Of course Covid helped; I mean, many who suddenly lost their job or had much more time at hand needed something to keep occupied (that's mainly why it's resistant to crisis), but pinning most of the rise on Covid is just wrong. Switch would have sold 24M+ even without the pandemic the way the things were going, and would probably have had a bigger holiday title without the virus delaying so much in terms of game development.

The Switch was down in Jan. & Feb. in the U.S., and perhaps also in Europe. It was only clearly up in Japan, likely due to the residual effects of the Lite (see my post above).

AC was going to be a system-seller, but nearly all of its effects would have been felt in March. Aside from maybe the Wii U improving in 2015 in the months following Splatoon's release, there's no good evidence that a single game can cause an increase in baseline sales lasting for months on end, and certainly nothing like a 100% increase.

Nothing ever experiences growth like what we saw without some kind of major stimulative factor. Only price cuts and new models have ever been able to do what we saw. Since there was no price cut and the Lite wasn't enough to explain the growth, and there's no way AC could have done that by itself, the pandemic had to be the cause of the overwhelming amount of the growth we've seen. Data for the PS4 & XBO corroborate the impact the pandemic had on hardware sales.

The data suggests that, absent the pandemic, the Switch would have been at best slightly up in 2021. It wouldn't have sold anywhere close to what it did in 2020 had COVID never been a thing.

Again, you just look at US and deduce that all the rest of the world follows the same pattern.

Switch was down in the US due to not having the tail end of the SMP/PLG/Smash  triplet like 2019 had, and the fact that NSMBUD in 2019 was clearly a bigger January title from Nintendo than Tokio Mirage Sessions in 2020, which boosted January and February sales in the US in 2019. Outside of the US though, these game releases that pushed 2019 were not big enough to keep up with the increased baseline that 2020 already had before Covid and before Animal Crossing.

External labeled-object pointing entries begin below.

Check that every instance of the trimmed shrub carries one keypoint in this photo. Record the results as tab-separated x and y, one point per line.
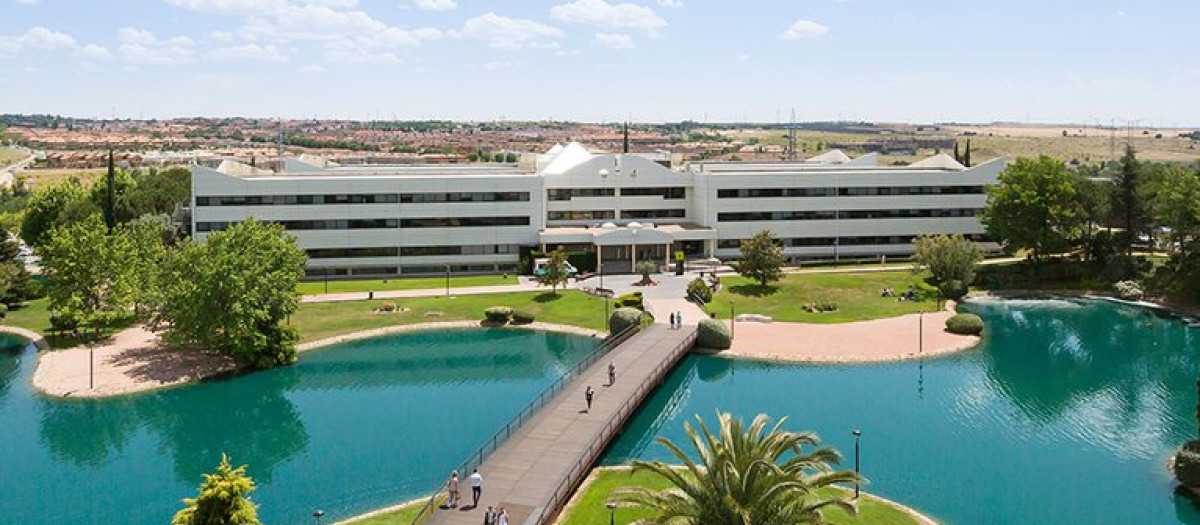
624	318
953	289
713	335
498	314
965	325
1187	464
699	288
1128	290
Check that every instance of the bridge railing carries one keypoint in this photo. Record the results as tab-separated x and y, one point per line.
570	481
502	435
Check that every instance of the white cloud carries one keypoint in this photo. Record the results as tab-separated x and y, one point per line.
600	12
35	38
93	52
615	41
142	47
505	32
804	29
247	53
437	5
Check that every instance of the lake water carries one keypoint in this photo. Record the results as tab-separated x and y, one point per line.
1065	415
347	429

As a result you're fooling yourself with your own data by being too selective and just looking at a snippet, looing the big picture in the process.

Also, Nintendo hold back quite some consoles for the AC:NH launch, considering it resulted in 1M sales within a month in NA alone, which combined with the shutdown of production facilities in China due to covid resulted in short supply throughout mid-to-late February. Considering how small the drop YoY was, had those factories not been affected, Switch would certainly have been up in February 2020 compared to 2019.